Hernan spent three days in St. Mary's hospital in Tucson. Through the work of a volunteer who is also a nurse there, he was able to make a phone call home just before being deported.

It's terrible but not uncommon for groups to start out large and decrease in size the farther they move. People become sick, too tired, subject to heat exhaustion, hypothermia, knee or ankle injuries, terrible blisters, are the victims of robberies and beatings, are 'dusted' by Border Patrol helicopters intentionally trying to split and disorient groups, they might sleep too long and wake up alone, walk too slowly and gradually become so far behind they are lost, or fall victim to countless other factors that occur daily in the desert.
The term 'human-smuggling' is often used instead of migration--it lends a certain urgency for enforcement to the situation. Some believe that because people coming north use guides, or 'coyotes' it is smuggling.
Though the benefits and pitfalls of the 'guiding industry' in migration deserves its own post here, it should be noted that the necessity of a guide, or being a part of a group for days on end in the middle of the desert in order to get into this country is a result of U.S. border enforcement strategies, not a human smuggling racket.
Of course people are going to need to know where to go when they are forced into more and more remote areas of the desert and forced to walk days through rougher and rougher terrain. The number of deaths and medical evacuations would be significantly higher each month if every person who crossed was by themselves, just wandering aimlessly north from the border, thinking they'd know when they got somewhere.
As it is, as of the end of July, the number of recovered human remains in the Tucson sector was 214. A fraction of the actual deaths.

The next day, patrols went out from camp to Chavez, on the report of the group of 60. They found tracks, a water drop of 40 gallons completely used up, but at least in that one area, no one else left behind.

Thursday, June 3, 2010

Robbed

There was a steady breeze at camp last Saturday, no clouds, only sun, raising temperatures up towards 95 degrees.

In the early afternoon a group of six men walked in.  They had been in the desert for eight or nine days and were now on their way south.  They had turned around the day before, thinking they couldn't make it.
Two days before they arrived in camp they had been robbed by bandits, south, in the mountains.  Some members of the groups still had a few possessions on them, but most were without their bags, without any water or food for two days.
Of the six, one man, Joseph, had been beaten by the group of bandits.  He had a golf ball sized welt on his forehead, pale purple, and a bruised rib, tender to the touch.  He claimed to have no trouble breathing, so we wrapped it together, iced his head and he took some pain medication.  He repeatedly made hand gestures that he had been beaten with the butt of a gun.
The morning before, Friday, a man stumbled into camp just after sunrise.  He had been shot in the foot two days before while being robbed and now had his t-shirt wrapped around the wound, soaked in blood.  After having the wound cleaned and wrapped the man was evacuated in an ambulance to Tucson.

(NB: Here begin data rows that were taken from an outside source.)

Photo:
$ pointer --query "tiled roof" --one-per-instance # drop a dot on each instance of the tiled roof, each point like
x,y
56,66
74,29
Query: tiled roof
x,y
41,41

It isn't only the environment that people must face to come here.  It is not uncommon to hear stories and signs of groups being robbed on their way north, of women being raped, of complete lawlessness, despite increasing numbers of Border Patrol agents, mobile surveillance units, sheriffs operating under the authority of the federally funded Operation Stone Garden--giving them immigration enforcement powers (even before SB1070 was on the Senate floor)--and soon, another shot by the National Guard.

Conditions don't relent: temperatures will be above one-hundred degrees for much of this week.  The number of recovered human remains in the Tucson sector is up 18% from this time last year--from 92 bodies in 2009 to 108 so far this year, and this is only the beginning of the summer crossing season.